Tous ceux qui avaient la peau si épaisse qu’elle en était presque transparente et qu’on pouvait les prendre pour des Blancs, tous avec le visage de Thomas Jefferson. Auteur de la Déclaration d’indépendance, il finit par avoir une famille secrète avec sa défunte sœur-épouse. À seize ans, elle tomba enceinte de l’homme le plus puissant d’Amérique.
Pourquoi suis-je parti ? Il avait accepté de revenir de Paris dès qu’il le pourrait. Étaient-ils libres ? Et comment ont-ils pu vivre sous le même toit pendant 38 ans sans que personne ne s’y oppose ? La réponse se trouve en 1787, lorsque Thomas Jefferson emmena Sally Hemings à Paris. À son arrivée, elle avait 14 ans et lui 44, et elle était encore légalement sa fille.
Une propriété et une promesse qui allait changer à jamais le destin des deux. Voici l’histoire que l’Amérique a tenté d’enfouir pendant deux siècles. L’histoire que seul l’ADN pouvait révéler. Confirmez. L’histoire du président et de l’esclave qui était la sœur de sa femme. Virginie, États-Unis, 1782.

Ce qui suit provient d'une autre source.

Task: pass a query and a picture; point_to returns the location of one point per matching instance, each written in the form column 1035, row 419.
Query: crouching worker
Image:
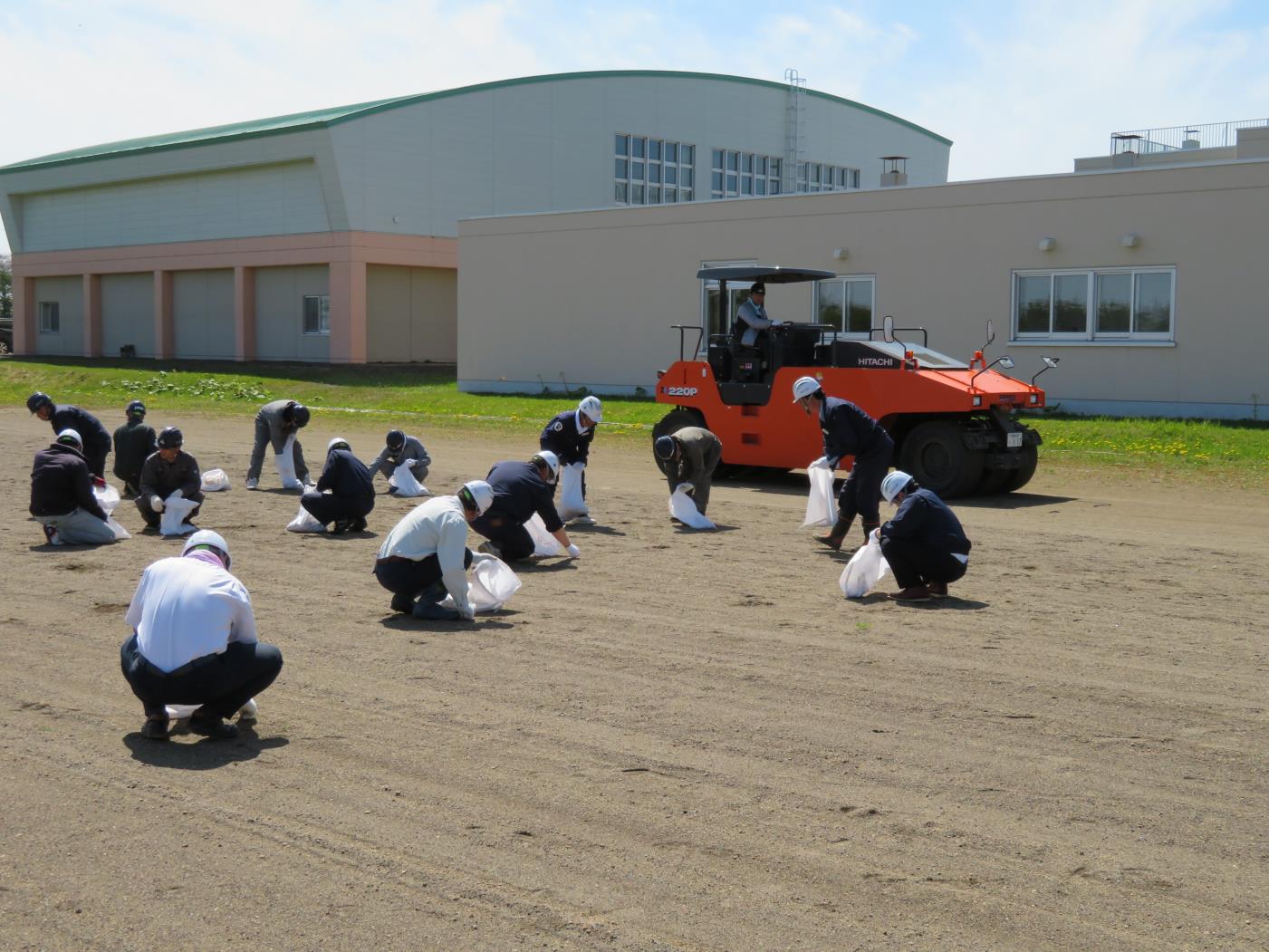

Thomas Jefferson avait 39 ans. Avocat, homme politique, architecte et philosophe, il avait rédigé la Déclaration d’indépendance six ans auparavant. Il était respecté dans tout le pays. Je possédais une plantation, Montichelo, d’une superficie de plusieurs centaines d’hectares, où je travaillais pour lui. C’était un homme issu d’un milieu modeste. Du moins, c’est ce qu’il disait.
En septembre de cette année-là, sa femme Marta mourut après avoir donné naissance à leur sixième enfant. Jefferson fut anéanti. Il resta trois semaines enfermé dans sa chambre. Lorsqu’il en sortit enfin, il fit une promesse : « Je ne me remarierai jamais. Je ne remplacerai jamais Marta. » Il tint sa promesse, mais trouva un autre moyen de ne pas la tenir.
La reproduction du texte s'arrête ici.